The plant is always useful: it grows by itself, builds the earth on which it proliferates and while alive reinjects sugars into the soil. The beings that live there – bacteria, fungi – take advantage of all this work of the plant. In the end, when the plant dies and leaves its remains, they are degraded by the biological rhythms of the soil. Therefore, the plant continuously serves the system that, in fact, it itself builds. And it is also she who at the end of everything takes advantage of the cycle she has established.


Can we say that the new methods of non-plowing and permanent soil cover that you propose correspond to the recent discovery of the importance of carbon?


I would say that the new practices I suggest of not working the soil are not the result of recent discoveries. For 7000 years, the Indians of America have never been working the soil.

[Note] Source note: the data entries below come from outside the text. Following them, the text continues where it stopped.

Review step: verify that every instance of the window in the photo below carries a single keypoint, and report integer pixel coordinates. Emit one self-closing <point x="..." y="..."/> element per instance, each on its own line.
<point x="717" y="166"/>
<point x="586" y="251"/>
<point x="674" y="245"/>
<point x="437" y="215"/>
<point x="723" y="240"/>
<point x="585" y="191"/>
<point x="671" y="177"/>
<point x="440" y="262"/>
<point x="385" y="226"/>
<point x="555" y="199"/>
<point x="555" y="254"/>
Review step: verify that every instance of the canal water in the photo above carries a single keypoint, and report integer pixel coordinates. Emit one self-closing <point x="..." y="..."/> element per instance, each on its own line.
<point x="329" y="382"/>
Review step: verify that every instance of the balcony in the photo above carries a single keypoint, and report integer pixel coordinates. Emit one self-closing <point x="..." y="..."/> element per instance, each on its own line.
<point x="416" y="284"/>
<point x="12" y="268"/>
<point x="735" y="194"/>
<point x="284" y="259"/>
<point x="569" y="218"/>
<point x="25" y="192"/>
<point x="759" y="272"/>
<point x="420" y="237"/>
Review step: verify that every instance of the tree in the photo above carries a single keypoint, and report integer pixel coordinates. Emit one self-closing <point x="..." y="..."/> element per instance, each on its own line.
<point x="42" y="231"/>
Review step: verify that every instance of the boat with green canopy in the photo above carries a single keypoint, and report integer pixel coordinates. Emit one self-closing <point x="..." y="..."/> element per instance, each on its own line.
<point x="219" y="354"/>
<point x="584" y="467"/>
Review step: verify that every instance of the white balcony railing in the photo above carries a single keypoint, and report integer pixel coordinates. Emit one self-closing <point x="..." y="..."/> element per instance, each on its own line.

Therefore, they had a different knowledge of the plant world. To grow plants, it is necessary to do it without working the land so that they grow themselves on a soil that is a house for biodiversity. The Native Americans had understood this perfectly and knew how to manage it. We draw on this ancient wisdom with our new knowledge about carbon.

 

Why is this element so important?


Carbon is an essential element in the cycle of living matter. In the crisis of climate warming we perceive carbon as responsible for all the problems when, in fact, it is not. Carbon is the solution to the problem, what happens is that it is not fossil carbon, but the renewable carbon of plants.

 

What is the element you are inserting lately into your approach to improving agricultural and livestock production?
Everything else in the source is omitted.